Depuis plus d’un an et demi, le climat anxiogène causé par la COVID, a fragilisé la population.

Dans son rapport de juin dernier, l’Observatoire de la santé mentale de la Mutualité française, dévoile des chiffres inquiétants :

  • En France, 1 personne sur 5 est touchée par un trouble psychique, soit 13 millions de personnes.
  • Plus de 6 Français sur 10 (64%), déclarent avoir déjà ressenti un trouble ou une souffrance psychique.

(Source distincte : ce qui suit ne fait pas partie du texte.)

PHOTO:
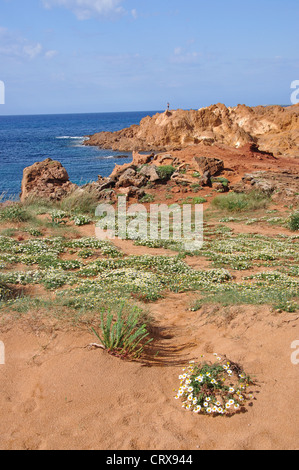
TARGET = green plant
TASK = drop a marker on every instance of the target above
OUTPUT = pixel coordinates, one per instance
(59, 217)
(165, 172)
(214, 388)
(234, 202)
(195, 187)
(293, 222)
(81, 219)
(147, 198)
(123, 337)
(5, 292)
(220, 179)
(198, 200)
(14, 213)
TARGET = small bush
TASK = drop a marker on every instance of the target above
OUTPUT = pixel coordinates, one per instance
(234, 202)
(147, 198)
(165, 172)
(219, 388)
(123, 337)
(5, 292)
(293, 222)
(14, 213)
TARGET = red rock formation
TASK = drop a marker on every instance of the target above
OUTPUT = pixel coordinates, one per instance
(47, 180)
(271, 128)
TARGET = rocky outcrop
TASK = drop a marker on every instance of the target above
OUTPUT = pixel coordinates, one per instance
(273, 128)
(211, 165)
(46, 180)
(282, 186)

Le professeur Nicolas Franck, psychiatre et chef de pôle au centre hospitalier du Vinatier, à Bron, souligne une forte augmentation de cas de personnes déprimées, tendues, effrayées, découragées, et craint que la crise psychologique devienne bien plus grave, que la crise sanitaire elle-même.

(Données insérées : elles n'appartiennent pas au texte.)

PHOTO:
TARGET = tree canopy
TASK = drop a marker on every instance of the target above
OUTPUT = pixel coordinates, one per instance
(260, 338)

Face à cette préoccupation majeure, l’Etat ne développe pas les lieux d’écoute et de parole dont les hommes, les femmes, les enfants ont besoin.

A Vénissieux, nous avons créé une cellule de veille, pour les plus de 65 ans, et mis en place une permanence d’accueil téléphonique, accessible à tous, avec un psychologue-psychanalyste.

Durant le confinement, le logement est devenu, pour beaucoup, un lieu refuge, les rendant moins vulnérables face à la pandémie.

  • Pour les familles, déjà fragilisées par une situation sociale difficile, toute atteinte au logement peut entraîner une véritable rupture psychologique, pouvant provoquer des drames humains.
  • Nous avons déjà connu cela à Vénissieux, quand, en 2013, une septuagénaire s’est donné la mort, juste avant son expulsion.  
  • Un acte que personne ne pouvait anticiper.
  • Dans le contexte actuel, a-t-on besoin, de rajouter des drames supplémentaires ?

La lutte contre la pauvreté et les exclusions est un impératif national, fondé sur le respect de l’égale dignité de tous les êtres humains.

Mes arrêtés sont une réponse humaine, sociale et solidaire, pour celles et ceux qui en ont le plus besoin. Ils sont axés sur le respect de la dignité humaine. Pour que chacun puisse accéder à un emploi, à un logement, à la santé, à l’éducation. Une bataille, pour que les droits fondamentaux inscrits dans notre Constitution, soient respectés.

Je vous remercie.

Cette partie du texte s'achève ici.